María nos enseña al respecto lo necesario que es encontrar en nuestras jornadas, repletas de actividad, o mejor aún: de activismo, momentos para recogernos en silencio y meditar sobre lo que el Señor nos quiere enseñar, sobre cómo está presente y actúa en el mundo y en nuestra vida.

A bote pronto, la frase de Jesús que comento hace que nos sorprenda la distancia que Él parece tomar con respecto a su familia. Y es que Jesús inaugura un nuevo concepto de familia: los que creen en Él, como Hijo de Dios vivo, forman la familia de Jesús: los doce Apóstoles y muchos otros discípulos como Marta, María y Lázaro… Ahora bien, ¿qué sucede con todos nosotros hoy? Jesús no rechaza a su familia; y el texto hay que ponerlo en contexto con el resto de la Palabra; pero Jesús sí que toma distancia sobre su ligazón con la familia de sangre, queriéndolos mucho, para establecer una intimidad nueva en su familia «apostólica». Esto nos sitúa en un contexto de Iglesia como familia, donde todos debiéramos sentirnos familia en Jesús.

Jesús nunca se equivoca, porque es la verdad. Nosotros, en cambio, no pasamos de ser aprendices de esa Verdad, que es Camino a la Vida. Somos nosotros los que nos equivocamos de medio a medio al escucharle malinterpretando su Palabra; al ponernos en contra de sus mandatos, y al desobedecerle directamente, a veces desde las más altas responsabilidades, y por lo tanto, con las más altas de las culpas.

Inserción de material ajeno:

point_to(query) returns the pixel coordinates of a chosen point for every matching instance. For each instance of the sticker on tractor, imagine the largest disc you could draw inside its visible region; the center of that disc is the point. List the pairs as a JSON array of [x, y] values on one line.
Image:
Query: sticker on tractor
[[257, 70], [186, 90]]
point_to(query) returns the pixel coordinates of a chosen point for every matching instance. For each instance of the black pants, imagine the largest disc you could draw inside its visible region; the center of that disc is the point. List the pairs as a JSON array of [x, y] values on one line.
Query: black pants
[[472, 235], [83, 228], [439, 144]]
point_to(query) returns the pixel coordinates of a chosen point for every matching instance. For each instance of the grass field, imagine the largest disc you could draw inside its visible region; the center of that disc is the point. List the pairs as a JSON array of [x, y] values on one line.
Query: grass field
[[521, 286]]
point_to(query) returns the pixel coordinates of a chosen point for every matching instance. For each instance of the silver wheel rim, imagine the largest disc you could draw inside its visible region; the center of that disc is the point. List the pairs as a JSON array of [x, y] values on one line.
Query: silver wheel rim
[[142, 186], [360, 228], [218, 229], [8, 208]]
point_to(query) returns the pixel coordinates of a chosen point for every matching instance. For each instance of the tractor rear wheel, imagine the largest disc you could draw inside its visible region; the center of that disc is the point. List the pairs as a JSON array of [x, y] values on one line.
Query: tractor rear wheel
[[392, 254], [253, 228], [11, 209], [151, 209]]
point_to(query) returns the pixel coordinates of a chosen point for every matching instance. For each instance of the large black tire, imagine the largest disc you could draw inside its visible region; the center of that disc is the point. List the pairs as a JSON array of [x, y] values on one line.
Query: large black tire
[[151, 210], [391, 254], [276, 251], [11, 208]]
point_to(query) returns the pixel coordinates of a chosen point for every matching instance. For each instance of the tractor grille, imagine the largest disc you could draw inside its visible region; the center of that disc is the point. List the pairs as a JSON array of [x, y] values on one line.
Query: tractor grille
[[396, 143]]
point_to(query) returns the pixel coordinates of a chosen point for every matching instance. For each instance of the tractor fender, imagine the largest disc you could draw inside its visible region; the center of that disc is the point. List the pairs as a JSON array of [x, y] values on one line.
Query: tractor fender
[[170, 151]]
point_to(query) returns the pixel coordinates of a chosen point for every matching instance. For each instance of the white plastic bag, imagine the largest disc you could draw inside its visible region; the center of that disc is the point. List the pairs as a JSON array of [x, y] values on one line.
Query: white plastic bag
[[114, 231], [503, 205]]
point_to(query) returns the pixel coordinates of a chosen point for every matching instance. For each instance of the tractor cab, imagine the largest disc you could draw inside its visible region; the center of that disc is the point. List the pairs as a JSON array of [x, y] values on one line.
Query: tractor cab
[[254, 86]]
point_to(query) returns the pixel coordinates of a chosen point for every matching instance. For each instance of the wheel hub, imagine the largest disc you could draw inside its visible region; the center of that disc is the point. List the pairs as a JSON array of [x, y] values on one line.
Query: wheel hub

«Éstos son mi madre y mis hermanos. Quien cumpla la voluntad de Dios, ése es mi hermano, mi hermana y mi madre» (Mc 3,34-35). Formar parte, pues, de la familia de Jesús no es sino cumplir la voluntad divina. Una voluntad sin medias tintas, sin correcciones políticas ni relativismos que valga.

La fe católica no consiste en crear grupos cerrados o auto-referenciales, sino en abrirse a la universalidad en una evangelización que llegue a todos para ser por todos compartida. La verdadera familia de Cristo no se basa en la herencia genética sino en la cosecha que tiene su causa en la Voluntad Divina. La madre y los hermanos de Jesús no siempre entendían como Él era; pero en el hecho de escucharlo, de querer estar cerca de Él, nos muestran ellos cómo ha de ser un discípulo amante.

Lejos del menosprecio a su propia madre y familia, Jesús está recordando a sus discípulos que hay una afinidad prioritaria sobre las relaciones de sangre. Las relaciones con Él producen intimidad, como aquella con la madre, el hermano o la hermana. La respuesta a su propia pregunta pone de relieve la prioridad del reino de Dios incluso sobre los vínculos familiares. Al proclamar Jesús como familiar suyo a todo el que cumple la voluntad de Dios, muy lejos de rechazar a su propia madre María, la está ensalzando. Porque ella fue la primera que cumplió la voluntad de Dios en su vida con su «hágase en mí según tu palabra» (Lc 1,38).



La voluntad de Dios debe ser nuestra norma suprema, por encima del ambiente, de las costumbres del mundo, de nuestros caprichos, que nunca se sabe qué rumbo van a tomar. Abrazar aquello que nos ayuda a cumplir la voluntad de Dios y rechazar, en cambio, lo que nos estorba para seguir esa voluntad. Ojalá nuestro programa de vida sea ponernos a la escucha de Cristo para cumplir la voluntad de Dios, de modo que sea Él mismo quien llene nuestra vida. Dicha grande, en fin, el contar con la ayuda de Nuestra Madre para aprender de ella en lo del fiel seguimiento de su Hijo.